Cependant, lorsque l’on referme ce livre fort bien écrit et qui se lit comme un roman, il subsiste un sentiment d’inachevé car on ne peut retracer aujourd’hui cette période du pouvoir pompidolien sans adresser de critiques importantes quant aux choix de société propres à la France des « Trente Glorieuses ».  Né d’une exposition (aux Archives nationales) pour le centenaire de Georges Pompidou en 2011 – dont Jean-Pierre Bat et Pascal Geneste furent les commissaires –, avec le concours important du fils (adoptif), Alain Pompidou, le livre n’évite pas toujours le piège de l’hagiographie, dans le sens où toute critique négative sur l’homme et son exercice du pouvoir – à l’exception des relations avec l’Afrique (et de la proximité de Pompidou avec Jacques Foccart, dont Jean-Pierre Bat est un spécialiste) et des dernières années, celles du gouvernement Messmer (1972-1974), marquées par un autoritarisme plus traditionnel –  est à peu près tue.

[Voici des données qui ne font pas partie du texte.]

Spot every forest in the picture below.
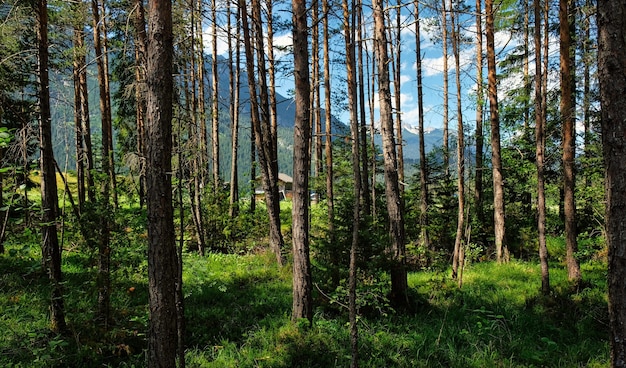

Or, s’il incarne cette période et cette forme de modernité, Pompidou en symbolise aussi ses excès et ses inconvénients. Grand amateur de voitures à titre individuel – ce qui, d’ailleurs le rapproche des Français de l’époque, qui peinaient à s’identifier, on l’a dit, à la figure par trop surplombante et transcendante du Général de Gaulle –, Pompidou est l’auteur de la célèbre phrase, tant décriée aujourd’hui par les urbanistes et écologistes : « Il faut adapter la ville à l’automobile »…qui reflétait à vrai dire une évolution globale de l’époque. Dans Une autre histoire des « Trente Glorieuses »   , sous la direction de Christophe Bonneuil, Sezin Topçu et Céline Pessis, les choix de société (généralisation de la voiture individuelle, de l’énergie nucléaire, des infrastructures lourdes et de l’aménagement des « villes nouvelles ») propres à cette « modernité » dont parlent Jean-Pierre Bat et Pascal Geneste sont largement critiqués et remis en cause à l’aune de leurs conséquences négatives, en particulier sur le plan environnemental. Sans doute pourrait-on reprocher un certain anachronisme à cette critique rétrospective alors que cette vision était à l’époque groupusculaire – ce n’est qu’à partir de 1974, après la mort de Pompidou, avec la candidature de René Dumont, que les enjeux environnementaux apparurent sur le devant de la scène, même si l’on doit tout de même au gouvernement Chaban-Delmas la création du Ministère de l’environnement en 1971, confié à Robert Poujade – mais ce serait également faire bien de cas, comme le fait du reste l’ouvrage ici recensé, des importantes conflictualités de la société française après Mai-68.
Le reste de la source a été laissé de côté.